Republican presidential nominee Mitt Romney delivered a serious and forceful foreign policy speech at the Virginia Military Institute earlier today, criticizing the atrophy of American influence and alliances over the last four years, and emphasizing the importance of clear-eyed American leadership in the world. Greg has already flagged one of Romney’s more memorable lines, “hope is not a strategy,” but there were a number of additional passages worth underlining:
(1) As I discussed earlier, the candidate turned up the heat on the administration over its calamitous handling of the Benghazi attacks, making brief mention of their unraveling explanations:
Last month, our nation was attacked again. A U.S. Ambassador and three of our fellow Americans are dead—murdered in Benghazi, Libya. Among the dead were three veterans. All of them were fine men, on a mission of peace and friendship to a nation that dearly longs for both. President Obama has said that Ambassador Chris Stevens and his colleagues represented the best of America. And he is right. We all mourn their loss.
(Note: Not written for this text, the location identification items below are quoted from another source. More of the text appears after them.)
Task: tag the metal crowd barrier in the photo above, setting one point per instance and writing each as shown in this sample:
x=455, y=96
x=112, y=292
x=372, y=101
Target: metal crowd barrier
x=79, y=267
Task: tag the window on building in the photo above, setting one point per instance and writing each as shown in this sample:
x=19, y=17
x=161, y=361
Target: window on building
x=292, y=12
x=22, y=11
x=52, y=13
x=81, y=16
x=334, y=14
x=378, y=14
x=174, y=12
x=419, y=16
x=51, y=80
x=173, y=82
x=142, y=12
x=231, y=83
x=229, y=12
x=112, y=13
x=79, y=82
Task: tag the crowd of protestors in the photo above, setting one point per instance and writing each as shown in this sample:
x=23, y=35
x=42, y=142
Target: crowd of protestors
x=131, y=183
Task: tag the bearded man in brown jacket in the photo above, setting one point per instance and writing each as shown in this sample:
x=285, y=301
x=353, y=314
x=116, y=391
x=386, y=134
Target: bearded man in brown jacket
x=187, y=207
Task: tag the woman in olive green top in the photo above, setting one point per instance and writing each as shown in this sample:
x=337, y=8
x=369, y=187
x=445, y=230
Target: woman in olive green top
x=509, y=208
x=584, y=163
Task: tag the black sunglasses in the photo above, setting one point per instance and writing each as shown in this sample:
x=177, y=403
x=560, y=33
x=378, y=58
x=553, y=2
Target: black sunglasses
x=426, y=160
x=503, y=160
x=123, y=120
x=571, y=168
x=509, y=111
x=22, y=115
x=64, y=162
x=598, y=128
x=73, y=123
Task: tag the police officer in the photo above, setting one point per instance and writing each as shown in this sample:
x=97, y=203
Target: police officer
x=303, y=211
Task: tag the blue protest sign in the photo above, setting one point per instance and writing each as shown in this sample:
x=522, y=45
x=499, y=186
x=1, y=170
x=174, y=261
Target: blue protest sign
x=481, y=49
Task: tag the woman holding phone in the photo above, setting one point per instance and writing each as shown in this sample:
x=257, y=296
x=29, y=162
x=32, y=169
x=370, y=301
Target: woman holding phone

The attacks against us in Libya were not an isolated incident. They were accompanied by anti-American riots in nearly two dozen other countries, mostly in the Middle East, but also in Africa and Asia. Our embassies have been attacked. Our flag has been burned. Many of our citizens have been threatened and driven from their overseas homes by vicious mobs, shouting “Death to America.” These mobs hoisted the black banner of Islamic extremism over American embassies on the anniversary of the September 11th attacks.